Generative adversarial networks (GAN)

GANs (Generative Adversarial Networks) are based on making two neural networks compete with each other. The first network, the generator, creates synthetic data from random noise (e.g. a sample normal distribution). The second network, the discriminator, tells whether the data given to it is real data or synthetic data.

Both these networks are trained alternately, one training step at a time. The figure above depicts the training process that happens in two phases. We will try to understand it in terms of image data.

Setup

  • The coding size, i.e., the size of random noise is defined (e.g. 50).
  • The network structure of the generator and the discriminator are defined.
  • The first model contains only the discriminator.
  • The second model is the GAN, which is obtained by concatenating the generator and discriminator, respectively.

Phase 1

  • Random noise is given to the generator network. The forward pass through it produces the fake images.
  • The fake images are combined with a batch of equal number of real images.
  • The real images are given a labels , 1, and the fake images are given the labels, 0.
  • This batch of images and their labels are passed to the discriminator for one training step of the discriminator model.
  • In this step the weights of the discriminator model are updated using true labels. The discriminator learns to identify real vs fake images.

Phase 2

  • In this phase, the discriminator part of the GAN will have weights trained from previous step. The training mode of the discriminator is turned off in this phase. The generator part of the GAN has its training model on.
  • A forward pass through the generator is performed to generate fake images.
  • The labels of the fake images are set to 1. This is to make the GAN train on this data considering it to be real images.
  • The fake images and labels are passed to the GAN to train it for one training step. Note that in GAN at this step, only the generator part gets trained.
  • The weights of generator part of the GAN are updated. The generator learns to make realistic images.

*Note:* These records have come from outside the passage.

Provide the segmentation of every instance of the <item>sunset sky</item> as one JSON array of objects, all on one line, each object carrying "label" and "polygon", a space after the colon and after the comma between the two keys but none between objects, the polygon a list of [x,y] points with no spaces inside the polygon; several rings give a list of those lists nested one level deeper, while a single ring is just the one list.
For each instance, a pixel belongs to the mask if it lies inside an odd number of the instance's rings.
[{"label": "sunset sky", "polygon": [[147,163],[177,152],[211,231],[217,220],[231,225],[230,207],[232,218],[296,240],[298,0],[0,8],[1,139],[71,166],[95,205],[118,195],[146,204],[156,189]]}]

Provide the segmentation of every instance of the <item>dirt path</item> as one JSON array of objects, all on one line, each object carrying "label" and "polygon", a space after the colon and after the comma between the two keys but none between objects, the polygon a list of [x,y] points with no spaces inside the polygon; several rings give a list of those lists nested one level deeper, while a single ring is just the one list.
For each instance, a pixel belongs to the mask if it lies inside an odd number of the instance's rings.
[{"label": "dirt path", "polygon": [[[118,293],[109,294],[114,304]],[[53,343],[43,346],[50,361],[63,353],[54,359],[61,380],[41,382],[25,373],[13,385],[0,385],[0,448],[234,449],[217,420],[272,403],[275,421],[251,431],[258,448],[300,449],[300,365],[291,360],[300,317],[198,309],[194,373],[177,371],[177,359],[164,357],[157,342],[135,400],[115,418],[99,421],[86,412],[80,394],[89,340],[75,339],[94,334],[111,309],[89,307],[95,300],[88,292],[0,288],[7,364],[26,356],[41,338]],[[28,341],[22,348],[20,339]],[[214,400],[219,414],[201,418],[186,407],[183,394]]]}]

The two phases are repeated alternatively. The Phase 1 trains the discriminator to distinguish between real and fake images. The phase two trains the generator to create images are that realistic.

A simple implementation of GAN in Tensorflow is provided on this GitHub repository. It utilizes the mnist dataset.

The training considerations

Training GANs require good computational power. I was able to train the above linked GAN with only 10 thousand samples and it took about two hours to train for 50 epochs on google colab. Yet it was not able to generate good images.

The first row in above figure shows the real images in mnist dataset and the second row show some of the images generated by the generator.

It is faster to train GANs on GPU, but this was just a demo for explaining the process.

Several adaptations of this method have been developed for various applications, one of which I use for my work. I will write about it sometime later.